Reading EXIF Data with Python and Pillow

Pretty much any smartphone, tablet or digital camera embeds EXIF data into each photograph it takes, with details of the device itself as well as the individual photo. And just about every piece of software which can display or edit digital images can read and display that data. Or at least attempt to...!

Unfortunately EXIF is not easy to deal with. It would be nice if the data consisted of a string of XML or JSON so that it could be handled using ubiquitous techniques and libraries, but the format itself is rather quirky, made worse by inconsistent implementations by different manufacturers and sometimes different devices from the same manufacturer.

You may have noticed that sometimes even popular mainstream software fails to show sensible interpretations of some EXIF data. Despite that I will have a bash at extracting the EXIF data from images using Python and the Pillow library.

The Project

The Image module of the Pillow library for Python includes a method called _getexif. This gives us a dictionary of EXIF data with the keys being numeric codes and the values being in various formats which are not always human-readable.

To obtain something suitable for display to users we therefore need to do a bit of work on this data:

  • Obtain the names corresponding to field codes. Pillow provides most of these in the dictionary PIL.ExifTags.TAGS

  • Process the data items which are not human readable in some way to make them so

In this project I will write a module with a method called generate_exif_dict. This takes a filename argument and returns a dictionary with textual fieldnames as keys and values which have been processed into some format you might want to let users of your software see.

The solution I have come up with is far from perfect; these are the main imperfections I am aware of:

  • Not all tags in PIL.ExifTags.TAGS may be present in an image's EXIF data (PIL.ExifTags.TAGS has 254 items but the image I'll use for testing only has 48 of these)

  • Not all tags in an image's EXIF data may be in PIL.ExifTags.TAGS (my image has two of these)

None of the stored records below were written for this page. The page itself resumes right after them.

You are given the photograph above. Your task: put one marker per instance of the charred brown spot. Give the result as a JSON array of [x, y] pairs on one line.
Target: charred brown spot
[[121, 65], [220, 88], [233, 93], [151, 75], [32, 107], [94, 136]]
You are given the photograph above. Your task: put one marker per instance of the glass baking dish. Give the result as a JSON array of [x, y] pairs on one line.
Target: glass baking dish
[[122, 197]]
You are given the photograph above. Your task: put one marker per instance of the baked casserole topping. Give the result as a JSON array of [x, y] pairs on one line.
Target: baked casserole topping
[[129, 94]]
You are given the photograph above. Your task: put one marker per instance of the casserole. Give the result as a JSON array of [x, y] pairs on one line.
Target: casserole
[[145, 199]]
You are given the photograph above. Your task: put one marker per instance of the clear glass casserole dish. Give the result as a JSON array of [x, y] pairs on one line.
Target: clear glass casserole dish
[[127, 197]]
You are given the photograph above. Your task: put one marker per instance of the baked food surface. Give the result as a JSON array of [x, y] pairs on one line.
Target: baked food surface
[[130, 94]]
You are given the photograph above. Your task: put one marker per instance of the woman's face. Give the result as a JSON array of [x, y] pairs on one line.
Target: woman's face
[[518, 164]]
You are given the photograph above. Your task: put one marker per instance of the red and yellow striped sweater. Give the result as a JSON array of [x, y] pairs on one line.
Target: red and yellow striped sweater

  • Some data may be in proprietary formats not published by manufacturers and therefore of no use to anyone else*

  • I have only attempted processing of the more common and useful tags - the more obscure ones have been left as they are

  • The module was developed around Panasonic Lumix images: photos taken on cameras or devices from other manufacturers might give inconsistent results

* My photo has a large amount of what looks like gobbledygook in MakerNote. I initially assumed this was a bug in Pillow but it is actually correct, if not very useful. Linux Mint's Xviewer displays this as "28120 bytes undefined data" and Gimp doesn't even bother showing anything.

Starting to Code

The project consists of the following files which you can download as a zip or clone/download the Github repository if you prefer. You will also need an image, either your own or save the one above.

  • exif.py
  • exifdemo.py

Source Code Links

ZIP File
GitHub

This is exif.py.

exif.py

import datetime
from fractions import Fraction

from PIL import Image
import PIL.ExifTags


def generate_exif_dict(filepath):

    """
    Generate a dictionary of dictionaries.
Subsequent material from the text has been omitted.